Button Factory highlights changing landscapes

With over 30 photographic images spanning two floors, the Button Factory’s latest exhibition, SHIFT: Time Collisions and Disappearing Landscapes challenges viewers to take a closer look at the communities we live in.

“It’s about all the changes happening in the Waterloo region…social changes, economic changes, political changes,” explains artist Marc Walton. With photos ranging from 2006 to just a few weeks ago, artist Mark Walton works to capture the shifts that occur to shape our ever-changing landscapes.

The first floor strictly presenting images from the Kitchener-Waterloo community, Walton’s striking photos invite people to slow down, and really look at the unique details of local scenery that we so often miss.

“You look at it a little differently and it makes you think about your community differently”, explains Walton.

The range of familiar scenery such as Princess Cinema, and Kitchener’s Lang Tannery contrast more secluded landscapes of a Mennonite graveyard and a thunderstorm’s purple sky to illustrate Walton’s point of the unique collision of past and present that make up the KW community.

“The presence of the Mennonite community makes the difference … they’re just so rooted in the past.

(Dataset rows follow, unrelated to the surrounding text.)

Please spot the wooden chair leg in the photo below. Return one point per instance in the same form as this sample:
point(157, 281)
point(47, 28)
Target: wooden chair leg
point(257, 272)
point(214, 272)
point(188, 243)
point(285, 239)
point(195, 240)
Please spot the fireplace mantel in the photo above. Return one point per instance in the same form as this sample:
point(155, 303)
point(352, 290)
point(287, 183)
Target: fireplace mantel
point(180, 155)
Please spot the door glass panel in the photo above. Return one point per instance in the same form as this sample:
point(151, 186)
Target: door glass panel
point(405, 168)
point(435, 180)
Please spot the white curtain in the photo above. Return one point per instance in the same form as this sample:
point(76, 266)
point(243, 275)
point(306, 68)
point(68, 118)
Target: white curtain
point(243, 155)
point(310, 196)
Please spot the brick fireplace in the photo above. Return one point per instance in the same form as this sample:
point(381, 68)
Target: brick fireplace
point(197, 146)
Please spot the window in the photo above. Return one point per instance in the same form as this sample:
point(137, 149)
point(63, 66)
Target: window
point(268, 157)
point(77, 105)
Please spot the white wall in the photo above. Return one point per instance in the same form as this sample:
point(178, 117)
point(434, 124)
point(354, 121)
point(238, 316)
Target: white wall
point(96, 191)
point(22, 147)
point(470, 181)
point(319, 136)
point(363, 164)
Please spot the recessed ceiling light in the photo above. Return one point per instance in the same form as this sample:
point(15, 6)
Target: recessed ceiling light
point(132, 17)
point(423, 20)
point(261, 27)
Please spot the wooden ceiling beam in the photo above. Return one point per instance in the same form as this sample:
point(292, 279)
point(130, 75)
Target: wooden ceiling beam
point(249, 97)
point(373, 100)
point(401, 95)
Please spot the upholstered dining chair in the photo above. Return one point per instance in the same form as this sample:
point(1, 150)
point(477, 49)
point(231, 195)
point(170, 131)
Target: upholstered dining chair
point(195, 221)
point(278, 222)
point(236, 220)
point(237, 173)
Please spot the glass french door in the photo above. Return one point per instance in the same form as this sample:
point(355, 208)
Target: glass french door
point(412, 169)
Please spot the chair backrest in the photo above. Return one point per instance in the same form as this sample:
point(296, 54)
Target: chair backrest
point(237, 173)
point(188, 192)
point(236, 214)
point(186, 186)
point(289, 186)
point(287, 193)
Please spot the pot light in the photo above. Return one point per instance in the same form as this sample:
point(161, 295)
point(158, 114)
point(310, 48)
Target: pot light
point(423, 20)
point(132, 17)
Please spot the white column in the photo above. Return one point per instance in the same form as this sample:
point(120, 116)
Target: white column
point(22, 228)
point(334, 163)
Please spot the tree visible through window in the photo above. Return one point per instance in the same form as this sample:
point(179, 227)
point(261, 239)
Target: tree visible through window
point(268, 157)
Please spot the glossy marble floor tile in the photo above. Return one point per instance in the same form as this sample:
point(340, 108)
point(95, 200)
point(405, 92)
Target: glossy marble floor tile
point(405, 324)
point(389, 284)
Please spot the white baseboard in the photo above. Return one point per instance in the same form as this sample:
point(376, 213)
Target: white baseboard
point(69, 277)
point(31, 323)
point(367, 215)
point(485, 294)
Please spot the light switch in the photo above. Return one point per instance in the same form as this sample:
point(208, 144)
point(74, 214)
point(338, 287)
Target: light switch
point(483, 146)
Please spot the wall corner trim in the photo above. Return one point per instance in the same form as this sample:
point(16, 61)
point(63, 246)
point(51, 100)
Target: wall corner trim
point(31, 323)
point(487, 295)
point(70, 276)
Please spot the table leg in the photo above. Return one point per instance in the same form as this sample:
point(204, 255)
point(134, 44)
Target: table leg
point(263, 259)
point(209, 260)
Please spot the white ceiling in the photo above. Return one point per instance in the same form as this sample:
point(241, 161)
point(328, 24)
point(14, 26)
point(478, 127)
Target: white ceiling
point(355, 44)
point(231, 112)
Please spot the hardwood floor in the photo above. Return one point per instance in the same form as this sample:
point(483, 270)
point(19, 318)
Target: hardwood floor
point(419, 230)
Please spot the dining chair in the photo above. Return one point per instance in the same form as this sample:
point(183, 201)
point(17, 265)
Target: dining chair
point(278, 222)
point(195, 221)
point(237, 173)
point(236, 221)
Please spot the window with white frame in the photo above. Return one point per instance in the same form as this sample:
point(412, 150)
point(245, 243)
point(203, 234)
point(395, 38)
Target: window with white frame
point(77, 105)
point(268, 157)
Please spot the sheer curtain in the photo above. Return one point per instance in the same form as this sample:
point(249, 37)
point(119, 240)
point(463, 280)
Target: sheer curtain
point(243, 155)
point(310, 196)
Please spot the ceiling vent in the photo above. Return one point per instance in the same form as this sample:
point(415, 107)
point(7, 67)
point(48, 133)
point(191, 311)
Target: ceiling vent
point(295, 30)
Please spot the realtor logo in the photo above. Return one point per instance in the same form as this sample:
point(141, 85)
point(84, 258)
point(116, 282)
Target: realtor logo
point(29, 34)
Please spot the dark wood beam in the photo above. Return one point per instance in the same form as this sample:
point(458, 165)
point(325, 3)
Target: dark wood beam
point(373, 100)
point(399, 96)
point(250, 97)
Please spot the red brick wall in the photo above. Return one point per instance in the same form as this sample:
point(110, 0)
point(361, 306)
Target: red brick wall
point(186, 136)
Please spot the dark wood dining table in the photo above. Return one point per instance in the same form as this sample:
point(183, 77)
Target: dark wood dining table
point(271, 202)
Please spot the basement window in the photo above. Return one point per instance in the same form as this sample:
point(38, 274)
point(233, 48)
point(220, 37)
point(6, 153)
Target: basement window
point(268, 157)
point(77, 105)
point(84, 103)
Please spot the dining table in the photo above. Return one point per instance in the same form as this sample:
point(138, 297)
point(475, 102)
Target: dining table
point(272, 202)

There’s a collision of culture, a collision of thought.”

Although the second floor of the Button Factory displayed photos from a variety of locations in South-Western Ontario, all of Walton’s photos are magnificent in colour as well as content. “The weather always plays a part in it because it adds mood,” said Walton, giving credit to the atmosphere of his photos.

With pictures ranging from foggy, cloudy, clear and even stormy skies, Walton explains that it is common for him to wait weeks, or even months for the perfect weather condition in the scene he is trying to capture.

Mark Walton’s SHIFT: Time Collisions and Disappearing Landscapes opened Feb. 1 and runs until March 29 at the Button Factory in Waterloo.